Don’t tell RA Fisher:
Fisher, R. A. (1936). Has Mendel’s work been rediscovered?. Annals of science, 1(2), 115-137.
Still being considered:
Franklin, A., Edwards, A. W., Fairbanks, D. J., & Hartl, D. L. (Eds.). (2008). Ending the mendel-fisher controversy. University of Pittsburgh Press.
Fisher sounds very compelling to me in his re-analysis of Mendel’s experiments, and he implies that data were indeed “filtered” and new experiments set to enhance the presentation of the main discovery, as, in his opinion, any good lecturer would have done. This does not invalidate the basis of classical genetics, it just shows that the reality is more complex than it describes. In fact, no user of classic genetic methods ever stumbled on the world of long non-coding RNA genes, there were discovered by other means.
Fisher also implies, however, that Mendel’s work was not re-discovered in the true sense of the word, as only some of his progressive ideas were understood by his immediate followers.
How cited are the problematic papers? I never heard of them until now.
100-200 cites for the 6 or 7 most cited, so pretty cited.
By far the most cited meta analysis of the association of stress with cancer depends crucially on the fraudulent data of Eysenck to get the OR away from 1.0 and only barely so. I doubt the meta analysis would have been otherwise accepted in such a prestigious journal with essentially null effects. We attempted to get a retraction of the highly cited meta analysis. The authors relied that their protocol did not provide for exclusion of data because it was fraudulent.
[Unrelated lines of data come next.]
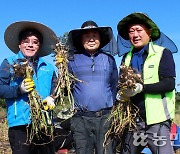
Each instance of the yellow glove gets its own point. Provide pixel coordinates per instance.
(59, 59)
(26, 85)
(48, 103)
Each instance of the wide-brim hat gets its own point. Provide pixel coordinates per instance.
(11, 36)
(75, 36)
(137, 18)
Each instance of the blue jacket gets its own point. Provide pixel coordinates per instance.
(99, 75)
(18, 110)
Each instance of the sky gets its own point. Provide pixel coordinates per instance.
(64, 15)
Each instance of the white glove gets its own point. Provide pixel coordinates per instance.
(49, 103)
(121, 97)
(132, 92)
(26, 85)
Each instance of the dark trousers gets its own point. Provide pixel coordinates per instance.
(156, 137)
(18, 138)
(89, 134)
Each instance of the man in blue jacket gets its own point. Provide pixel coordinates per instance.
(94, 97)
(30, 41)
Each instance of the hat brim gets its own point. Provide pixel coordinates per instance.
(137, 18)
(11, 36)
(75, 36)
See https://www.nature.com/articles/ncponc1134-c1
According to various sources, the mean height for men in the US is 176 cm while the mean for women is 162 cm. The standard deviation is about 10 cm. I ran the following R code to generate a sample of 100,000 men and women whose heights match those parameters:
sex <- rbinom(100000,1,prob=0.5) # women=0, men=1
height <- rnorm(100000,162+sex*14,10)
sex_and_height <- data.frame(sex,height)
Then I ran the following command to get mean heights by sex:
aggregate(sex_and_height,by=list(sex),FUN=mean)[,2:3]
The result is that women average about 162 cm while men average about 176 cm. Now, if I understand you correctly, this means that it is no longer believable that the mean heights of men and women are 176 cm and 162 cm in the US. After all, it’s clear that my data are fabricated. Because of my nefarious data forgery, only the religious can still give any credence to these numbers!
Note that this is a response to “Fernando Pessoa” above.